In Madhya Pradesh, the Congress secured 114 seats, the BJP 109 and the BSP two seats. The party missed out on the majority mark of 116 and thus reached out to the BSP.
Data from the Election Commission website, however, shows that the Congress would have increased its tally by 25 seats if it had joined hands with the BSP.
The seats are Amarpatan, Ater, Bandhavgarh, Bina, Chandla, Deotalab, Devsar, Dhouhani, Gurh, Gwalior rural, Jabera, Jaitpur, Jaora, Khargapur, Kolaras, Maihar, Nagod, Panna, Rampur Baghelan, Semariya, Singarouli, Teonthar, Tikamgarh and Vijaypur.
These are constituencies where the BSP managed to secure a substantial number of votes and in most cases, finished second or third.
In Chandla, for instance, the BJP won with 41,227 votes while the Congress came a close second with 40,050 votes. The BSP was third in this seat with 25,739 votes. If the Congress and BSP had joined hands, their victory margin would have been 24,562 votes.
In Tikamgarh, the BJP secured 66,958 votes while the Congress trailed with 62,783. The BSP finished third in this seat with 9,793 votes. Similarly, in Panna, the BJP won with 68,359 votes while the Congress got 47,651 votes and the BSP finished third with 22,818 votes.
The BSP also increased its vote share in the state since the 2013 elections.
Overall, while the Congress’ vote share was 40.9 per cent, the BSP’s vote share was 5 per cent. The BJP, which finished second, had a vote share of 41 per cent.
In the 2013 elections, the BSP had won just one seat at a vote share of 2.2 per cent.
In Rajasthan, the Congress won in 99 seats while the BJP won 73 and the BSP managed six. But the Congress could have gained in 11 seats had it forged an alliance with Mayawati.

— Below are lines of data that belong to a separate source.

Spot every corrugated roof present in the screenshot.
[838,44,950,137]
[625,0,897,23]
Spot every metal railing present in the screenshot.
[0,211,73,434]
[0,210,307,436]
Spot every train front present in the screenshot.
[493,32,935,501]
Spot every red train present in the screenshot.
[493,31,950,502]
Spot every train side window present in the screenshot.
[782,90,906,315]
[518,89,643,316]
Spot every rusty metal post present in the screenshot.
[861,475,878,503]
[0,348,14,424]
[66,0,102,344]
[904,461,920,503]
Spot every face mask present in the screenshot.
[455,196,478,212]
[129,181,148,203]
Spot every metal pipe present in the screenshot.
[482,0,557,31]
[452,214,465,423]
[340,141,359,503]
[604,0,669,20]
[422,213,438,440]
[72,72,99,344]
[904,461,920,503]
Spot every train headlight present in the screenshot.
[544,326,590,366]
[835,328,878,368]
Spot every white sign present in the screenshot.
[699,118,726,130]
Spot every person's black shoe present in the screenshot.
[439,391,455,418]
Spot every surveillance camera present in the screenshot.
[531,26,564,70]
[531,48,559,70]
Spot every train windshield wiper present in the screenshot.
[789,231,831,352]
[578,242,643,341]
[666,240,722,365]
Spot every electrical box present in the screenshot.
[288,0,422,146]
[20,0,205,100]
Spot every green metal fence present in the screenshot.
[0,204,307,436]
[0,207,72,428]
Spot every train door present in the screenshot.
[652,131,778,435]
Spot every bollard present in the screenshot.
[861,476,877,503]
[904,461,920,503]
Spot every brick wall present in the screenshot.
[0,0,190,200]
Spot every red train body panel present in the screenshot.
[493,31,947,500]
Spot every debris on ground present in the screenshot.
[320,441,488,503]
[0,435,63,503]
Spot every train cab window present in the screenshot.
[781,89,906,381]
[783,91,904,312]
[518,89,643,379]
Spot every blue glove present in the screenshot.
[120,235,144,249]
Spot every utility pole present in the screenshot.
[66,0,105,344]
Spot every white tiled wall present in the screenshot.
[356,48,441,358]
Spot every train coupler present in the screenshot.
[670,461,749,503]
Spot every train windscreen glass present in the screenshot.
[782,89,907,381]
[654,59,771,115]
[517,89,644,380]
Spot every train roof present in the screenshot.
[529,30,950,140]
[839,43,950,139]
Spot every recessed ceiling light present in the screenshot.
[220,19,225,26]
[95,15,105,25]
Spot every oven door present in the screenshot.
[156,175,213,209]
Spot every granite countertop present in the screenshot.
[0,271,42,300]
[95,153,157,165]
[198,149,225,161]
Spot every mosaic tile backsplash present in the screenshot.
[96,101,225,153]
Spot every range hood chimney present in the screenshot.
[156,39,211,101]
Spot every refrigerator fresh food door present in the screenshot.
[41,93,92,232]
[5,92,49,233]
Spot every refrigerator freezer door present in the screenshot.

The seats are Amber, Asind, Behror, Ganganagar, Pilibanga, Phulera, Surajgarh, Suratgarh, Mandawa, Dholpur, Bundi.
For instance, the BJP won from Surajgarh with 79,913 votes while the Congress secured 76,488 votes. The BSP got 30,948 votes here.
In Rajasthan too, the BSP improved its tally from the 2013 elections.
The Congress’ vote share was 39.3 per cent, while the BSP’s was 4 per cent. The BJP, which finished second, had a vote share of 38.8 per cent.
In the 2013 elections, the BSP had won three seats with a vote share of 3.37 per cent.
In Chhattisgarh, the Congress won 68 seats while the BJP got 15 and the BSP won in two seats of the 35 it contested. Its ally, Ajit Jogi’s Janta Congress Chhattisgarh, contested from the remaining seats.
Had the Congress tied up with the BSP, it could have won in four more seats — Akaltara, Dantewada, Janjgir-Champa and Masturi.
In Masturi, for instance, while the BJP got 67,950 votes, the BSP finished second with 53,843 votes. The Congress was third with 53,620 votes. Had the Congress tied up with BSP, not only would they have defeated BJP but their victory margin would have been over 39,000 votes.
This is the only heartland state where the BSP’s vote share saw a dip, albeit minimal, even though the party won an additional seat.
Overall, while the Congress’ vote share was 43 per cent, the BSP’s vote share was 3.9 per cent. The BJP, which finished second, had a vote share of 33 per cent.
In the 2013 elections, the BSP had won just one seat but with a vote share of 4.2 per cent.